Leaning forward, Dirk picks up the puzzle piece and balances it between his thumbs and forefingers. "I don't think they usually make them this big, Spencer," he muses. "I mean, unless they're for kids. But then they're wood or something. Babies spit." Not that either host would be aware of that fact.

"Don't believe her," Russo quips back at Reuben. "She talks a mean talk, but I swear she's a teddy bear. In all the years I've known her, she hasn't made good on one of her threats." Or he's fallen into line before she had an opportunity. He crosses his arms over his chest only to uncross them and take another bite of his apple. "Good to know you don't watch," he counters sarcastically before shrugging again. "Ehn. Guess it's not everyone's cup of tea."

He arches an eyebrow at the pieces before finishing off his apple and loading the core into the trash. "Well, on the show I suggested our viewers contact us if they got pieces." He pauses, "I wonder if we got a response…"

"I know I sure as hell wouldn't," Reuben says as he dangles the noodles in the air towards his own open mouth. "So what's written on that thing, anyways?" He craned his head 'round to take a look at it. "Saddled," he says, then leans back again. "Is this one of those really kinky puzzle pieces that you spell something naughty with?"
"Because if it is," he says, pointing a finger in the air. "We totally need to keep Connie the Cougar out of the loop, because that silvery-haired woman is just dying to have someone's pre-menopausal lovechild."

"Or maybe just yours," Dirk says without looking up at The Rooster.
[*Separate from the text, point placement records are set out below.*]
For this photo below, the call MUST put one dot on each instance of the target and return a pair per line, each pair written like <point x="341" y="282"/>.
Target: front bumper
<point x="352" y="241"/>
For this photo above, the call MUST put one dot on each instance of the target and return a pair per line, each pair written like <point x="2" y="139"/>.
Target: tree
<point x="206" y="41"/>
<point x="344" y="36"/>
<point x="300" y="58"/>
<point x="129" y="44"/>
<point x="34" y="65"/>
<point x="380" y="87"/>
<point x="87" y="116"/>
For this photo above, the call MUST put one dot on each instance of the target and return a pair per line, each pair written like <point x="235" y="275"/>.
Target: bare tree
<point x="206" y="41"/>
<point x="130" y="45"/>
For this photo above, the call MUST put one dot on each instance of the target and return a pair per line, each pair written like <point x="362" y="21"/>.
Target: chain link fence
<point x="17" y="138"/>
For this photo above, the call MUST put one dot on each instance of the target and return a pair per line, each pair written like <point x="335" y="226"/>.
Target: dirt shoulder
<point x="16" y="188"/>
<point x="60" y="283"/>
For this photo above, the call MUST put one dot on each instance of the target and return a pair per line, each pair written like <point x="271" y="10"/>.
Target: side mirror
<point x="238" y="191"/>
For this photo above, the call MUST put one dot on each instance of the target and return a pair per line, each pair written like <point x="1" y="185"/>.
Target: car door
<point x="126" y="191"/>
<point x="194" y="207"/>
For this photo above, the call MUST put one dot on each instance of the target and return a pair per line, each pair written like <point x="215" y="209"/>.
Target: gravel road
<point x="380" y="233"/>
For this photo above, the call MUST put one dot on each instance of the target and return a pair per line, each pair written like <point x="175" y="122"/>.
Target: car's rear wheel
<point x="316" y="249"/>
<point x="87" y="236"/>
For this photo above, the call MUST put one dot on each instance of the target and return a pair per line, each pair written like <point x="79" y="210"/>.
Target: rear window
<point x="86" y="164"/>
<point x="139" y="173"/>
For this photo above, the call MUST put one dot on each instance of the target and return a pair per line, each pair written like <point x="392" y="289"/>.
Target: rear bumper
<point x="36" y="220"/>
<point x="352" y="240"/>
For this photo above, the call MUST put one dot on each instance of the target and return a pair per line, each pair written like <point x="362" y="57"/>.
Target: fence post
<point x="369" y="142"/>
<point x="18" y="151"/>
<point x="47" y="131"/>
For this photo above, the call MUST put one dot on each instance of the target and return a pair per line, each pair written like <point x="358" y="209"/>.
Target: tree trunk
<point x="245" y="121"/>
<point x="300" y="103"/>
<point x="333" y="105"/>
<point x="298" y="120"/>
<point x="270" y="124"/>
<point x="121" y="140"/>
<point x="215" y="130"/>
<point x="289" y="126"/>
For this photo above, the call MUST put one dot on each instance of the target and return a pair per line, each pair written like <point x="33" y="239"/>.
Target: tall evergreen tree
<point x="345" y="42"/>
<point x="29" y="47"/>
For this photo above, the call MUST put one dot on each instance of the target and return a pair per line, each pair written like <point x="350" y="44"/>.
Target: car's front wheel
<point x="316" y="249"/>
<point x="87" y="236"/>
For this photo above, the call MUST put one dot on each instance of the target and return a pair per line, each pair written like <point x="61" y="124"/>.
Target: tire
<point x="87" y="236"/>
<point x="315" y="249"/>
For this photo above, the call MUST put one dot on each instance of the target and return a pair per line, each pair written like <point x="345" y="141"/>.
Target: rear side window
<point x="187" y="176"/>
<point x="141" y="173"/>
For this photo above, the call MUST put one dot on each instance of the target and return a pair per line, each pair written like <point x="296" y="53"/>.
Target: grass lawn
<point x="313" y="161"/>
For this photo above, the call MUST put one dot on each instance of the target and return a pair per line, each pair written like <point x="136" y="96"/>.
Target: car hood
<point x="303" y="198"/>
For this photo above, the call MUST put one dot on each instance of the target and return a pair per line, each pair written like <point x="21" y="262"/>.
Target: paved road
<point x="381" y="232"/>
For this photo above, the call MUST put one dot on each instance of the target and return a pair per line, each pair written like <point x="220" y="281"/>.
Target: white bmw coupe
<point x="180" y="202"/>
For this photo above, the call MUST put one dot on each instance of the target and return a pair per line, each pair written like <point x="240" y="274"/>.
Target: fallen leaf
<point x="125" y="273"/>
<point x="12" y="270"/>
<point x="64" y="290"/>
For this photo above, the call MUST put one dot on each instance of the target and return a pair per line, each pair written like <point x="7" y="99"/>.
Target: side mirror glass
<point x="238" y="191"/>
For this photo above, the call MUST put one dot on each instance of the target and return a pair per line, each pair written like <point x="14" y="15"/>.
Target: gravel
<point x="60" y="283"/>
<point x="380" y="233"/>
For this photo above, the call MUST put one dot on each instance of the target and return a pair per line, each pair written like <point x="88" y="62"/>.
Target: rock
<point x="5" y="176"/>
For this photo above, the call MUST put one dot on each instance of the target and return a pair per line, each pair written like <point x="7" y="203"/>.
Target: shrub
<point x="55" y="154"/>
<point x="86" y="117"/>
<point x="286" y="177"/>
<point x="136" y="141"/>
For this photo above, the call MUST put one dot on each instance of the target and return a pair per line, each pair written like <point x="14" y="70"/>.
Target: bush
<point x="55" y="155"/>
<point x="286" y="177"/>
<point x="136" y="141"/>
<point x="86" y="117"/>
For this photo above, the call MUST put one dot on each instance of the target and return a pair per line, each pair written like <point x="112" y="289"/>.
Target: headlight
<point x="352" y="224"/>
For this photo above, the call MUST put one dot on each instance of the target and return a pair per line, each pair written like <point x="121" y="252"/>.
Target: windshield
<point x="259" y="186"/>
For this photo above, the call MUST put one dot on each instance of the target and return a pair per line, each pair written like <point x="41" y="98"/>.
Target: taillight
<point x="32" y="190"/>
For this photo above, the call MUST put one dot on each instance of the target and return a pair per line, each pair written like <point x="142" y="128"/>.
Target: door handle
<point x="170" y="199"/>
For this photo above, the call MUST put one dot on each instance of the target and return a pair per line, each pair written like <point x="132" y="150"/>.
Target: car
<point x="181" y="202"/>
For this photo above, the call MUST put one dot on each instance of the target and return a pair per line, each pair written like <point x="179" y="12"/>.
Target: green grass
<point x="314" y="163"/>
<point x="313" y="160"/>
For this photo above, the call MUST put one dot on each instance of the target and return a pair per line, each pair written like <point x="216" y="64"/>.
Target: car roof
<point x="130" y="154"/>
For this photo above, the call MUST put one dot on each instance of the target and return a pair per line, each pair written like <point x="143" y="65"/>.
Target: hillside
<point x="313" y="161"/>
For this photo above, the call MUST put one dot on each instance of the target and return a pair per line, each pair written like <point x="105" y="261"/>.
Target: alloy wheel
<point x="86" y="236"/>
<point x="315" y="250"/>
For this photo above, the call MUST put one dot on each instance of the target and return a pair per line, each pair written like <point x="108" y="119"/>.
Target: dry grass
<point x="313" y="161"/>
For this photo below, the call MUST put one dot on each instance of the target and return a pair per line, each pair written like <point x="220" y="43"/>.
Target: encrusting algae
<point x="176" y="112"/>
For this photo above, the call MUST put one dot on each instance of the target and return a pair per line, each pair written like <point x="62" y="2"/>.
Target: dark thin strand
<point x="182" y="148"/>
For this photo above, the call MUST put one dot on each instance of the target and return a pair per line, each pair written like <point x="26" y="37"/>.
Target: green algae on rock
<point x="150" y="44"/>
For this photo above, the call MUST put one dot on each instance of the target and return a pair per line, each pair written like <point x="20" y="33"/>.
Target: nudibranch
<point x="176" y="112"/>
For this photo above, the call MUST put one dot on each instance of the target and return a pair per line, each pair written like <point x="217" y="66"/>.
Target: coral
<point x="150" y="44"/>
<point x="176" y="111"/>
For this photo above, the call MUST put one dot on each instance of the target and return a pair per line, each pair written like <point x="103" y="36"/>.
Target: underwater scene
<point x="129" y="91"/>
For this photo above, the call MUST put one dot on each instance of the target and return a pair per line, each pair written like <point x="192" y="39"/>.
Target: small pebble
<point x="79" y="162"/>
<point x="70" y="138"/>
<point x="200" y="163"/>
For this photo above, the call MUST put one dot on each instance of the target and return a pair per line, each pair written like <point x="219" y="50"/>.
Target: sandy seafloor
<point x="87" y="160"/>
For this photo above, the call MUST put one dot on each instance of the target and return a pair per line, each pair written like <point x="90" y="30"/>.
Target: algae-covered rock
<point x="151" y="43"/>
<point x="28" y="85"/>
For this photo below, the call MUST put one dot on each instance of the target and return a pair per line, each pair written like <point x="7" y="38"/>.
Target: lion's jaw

Instead, he considers the piece for a few moments more before he looks up at Russo again. "Could be worth another shot. I mean, if we all just got them. I know that if I didn't know other people got them too, I'd probably just chuck the damned thing. It's…creepy."

"It's interesting. Creepy maybe, but interesting regardless," Brad quips as his lips quirk to the side. "And we could do that. We could devote a whole show to it. Or an afternoon and cut it so relevant footage is used." Flippantly he waves a hand, "Let Kristen and the eggheads upstairs decide what's relevant, but filming it can't be a bad thing." He clucks his tongue, "I was intrigued by the story in the news about people gathering together. If we could make that happen on the show, could be good." Could also be dull, but his more base instincts say otherwise. "At the very least it'll bring people together."

"Why bring people together when you can drive them further apart?" Reuben said, still slurping cold noodles from Karen's pilfered lunch. "I say we sprinkle pieces around the town and send people on scavenger hunts. For what, I don't know, but it'll be a hell of a lot of fun watching men and women get into fistfights over little bitty pieces of cardboard."

"Maybe if homeslice here," he gestures to Dirk, "has a puzzle piece with a word on it, maybe you do to, TV Man." He glances over at Russo, eyebrows raised. "Did you open your little love letter from the Jigsaw Killer yet, or are you waiting until you're wrapped in a robe and sucking down bon-bons?"

"I hate to say it, Spencer, but you have a point." In a way. "Who would do this? Why?" And why now, with people focused on so many other things, like the midterm election, terrorists, and civil liberties? "Sounds like a good enough basis for a show to me." Not that Dirk has any say in what Kristen decides. He's not that kind of secretary.

Rising from the table and snatching up the can of Sprite, he nods to the two hosts. "I'll call your cell when the cost is clear," he says to Reuben before he gives the barricading chair a light kick in order to get his nose back on the grindstone.